Article published on the 2009-11-22 Latest update 2009-11-22 11:57 TU
Rescuers had located a site where eight workers remained stuck but it was unclear if they were alive, the China News Service reported.
With the main entrance blocked by debris, rescue teams equipped with oxygen tanks were accessing the shaft from an adjacent mine, braving high gas levels to search for survivors.
The explosion occurred early Saturday when a total of 528 miners were in the pit, according to a statement by the State Administration of Work Safety.
Over 400 miners escaped - about half of them ahead of the blast - with more than 60 hospitalised with injuries.
"Most of the injured are suffering from compound injuries, like respiratory injuries, broken bones and gas poisoning," said Pan Xiaowen, director of Hegang general hospital.
Rescue workers have identified 28 areas in the mine, some 500 metres below ground, where teams were working at the time of the blast.
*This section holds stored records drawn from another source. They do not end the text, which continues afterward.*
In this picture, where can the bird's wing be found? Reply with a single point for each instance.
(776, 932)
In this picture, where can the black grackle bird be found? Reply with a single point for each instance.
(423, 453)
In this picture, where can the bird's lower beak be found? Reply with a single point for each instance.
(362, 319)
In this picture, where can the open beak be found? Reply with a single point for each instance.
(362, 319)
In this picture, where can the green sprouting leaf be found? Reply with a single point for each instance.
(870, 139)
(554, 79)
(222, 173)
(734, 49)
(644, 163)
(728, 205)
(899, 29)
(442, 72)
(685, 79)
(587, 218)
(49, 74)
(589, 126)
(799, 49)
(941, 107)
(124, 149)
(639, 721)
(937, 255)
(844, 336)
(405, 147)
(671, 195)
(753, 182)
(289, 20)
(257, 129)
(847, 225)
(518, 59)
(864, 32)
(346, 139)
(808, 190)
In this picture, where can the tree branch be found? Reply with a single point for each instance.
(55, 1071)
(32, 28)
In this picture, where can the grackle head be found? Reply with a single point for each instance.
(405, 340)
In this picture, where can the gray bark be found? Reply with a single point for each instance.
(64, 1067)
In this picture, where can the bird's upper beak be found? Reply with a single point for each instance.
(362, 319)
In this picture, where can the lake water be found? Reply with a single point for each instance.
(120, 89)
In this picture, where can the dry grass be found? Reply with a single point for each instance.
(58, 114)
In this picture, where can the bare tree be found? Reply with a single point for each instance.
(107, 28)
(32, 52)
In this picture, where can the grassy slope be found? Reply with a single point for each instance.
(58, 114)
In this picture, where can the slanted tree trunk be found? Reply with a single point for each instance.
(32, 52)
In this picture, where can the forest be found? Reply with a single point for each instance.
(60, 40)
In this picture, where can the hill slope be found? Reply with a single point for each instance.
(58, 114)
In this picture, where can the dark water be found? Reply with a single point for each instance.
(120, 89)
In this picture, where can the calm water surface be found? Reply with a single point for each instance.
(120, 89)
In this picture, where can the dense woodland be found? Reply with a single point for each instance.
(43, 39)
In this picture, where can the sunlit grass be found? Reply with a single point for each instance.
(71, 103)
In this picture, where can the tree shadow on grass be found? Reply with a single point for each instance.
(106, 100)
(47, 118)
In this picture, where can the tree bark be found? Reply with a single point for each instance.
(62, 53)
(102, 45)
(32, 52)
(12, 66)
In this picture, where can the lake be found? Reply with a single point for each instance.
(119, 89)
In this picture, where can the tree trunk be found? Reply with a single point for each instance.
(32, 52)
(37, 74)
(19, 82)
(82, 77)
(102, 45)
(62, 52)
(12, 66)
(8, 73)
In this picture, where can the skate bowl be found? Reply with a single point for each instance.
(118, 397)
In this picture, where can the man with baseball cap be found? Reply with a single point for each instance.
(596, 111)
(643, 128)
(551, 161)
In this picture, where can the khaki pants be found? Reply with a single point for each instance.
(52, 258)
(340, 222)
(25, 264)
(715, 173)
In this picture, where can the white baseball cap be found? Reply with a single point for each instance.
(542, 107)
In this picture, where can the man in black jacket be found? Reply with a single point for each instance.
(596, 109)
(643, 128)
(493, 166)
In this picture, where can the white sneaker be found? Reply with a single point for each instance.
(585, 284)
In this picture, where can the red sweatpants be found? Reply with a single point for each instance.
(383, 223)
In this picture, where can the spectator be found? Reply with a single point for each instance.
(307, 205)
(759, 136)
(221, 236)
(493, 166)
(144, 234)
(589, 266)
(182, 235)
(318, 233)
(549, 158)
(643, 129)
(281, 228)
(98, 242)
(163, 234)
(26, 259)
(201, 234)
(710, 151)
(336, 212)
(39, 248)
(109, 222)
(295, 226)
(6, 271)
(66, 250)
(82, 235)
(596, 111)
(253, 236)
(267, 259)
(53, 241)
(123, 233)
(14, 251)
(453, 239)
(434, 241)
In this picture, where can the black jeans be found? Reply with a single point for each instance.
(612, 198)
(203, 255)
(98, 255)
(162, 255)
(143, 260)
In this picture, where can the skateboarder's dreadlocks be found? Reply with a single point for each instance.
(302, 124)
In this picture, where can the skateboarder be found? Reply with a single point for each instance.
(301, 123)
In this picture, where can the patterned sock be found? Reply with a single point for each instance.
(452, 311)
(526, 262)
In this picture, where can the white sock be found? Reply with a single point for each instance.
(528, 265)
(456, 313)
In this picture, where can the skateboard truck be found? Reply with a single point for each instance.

One of the injured, Fu Maofeng, told the East Asia Trade News that miners near the shaft entrance were told to evacuate after gas levels in the mine rose sharply.
When he and two others reached the entrance, a huge blast ripped through the main shaft.
"I was with a group of ten miners.... Right now I don't know if they made it out," he said.
The head, deputy head and chief engineer of the mine, which is run by the majority state-owned Heilongjiang Longmay Mining Holding Group, have been removed from their posts, the China News Service said.
The director of the work safety administration is to lead an investigation into the blast while China’s state prosecutor will also launch a probe to determine whether criminal negligence led to the disaster.
The accident was the deadliest of its kind in China, which has a poor safety record, since an explosion killed 105 miners in Shanxi province in December 2007.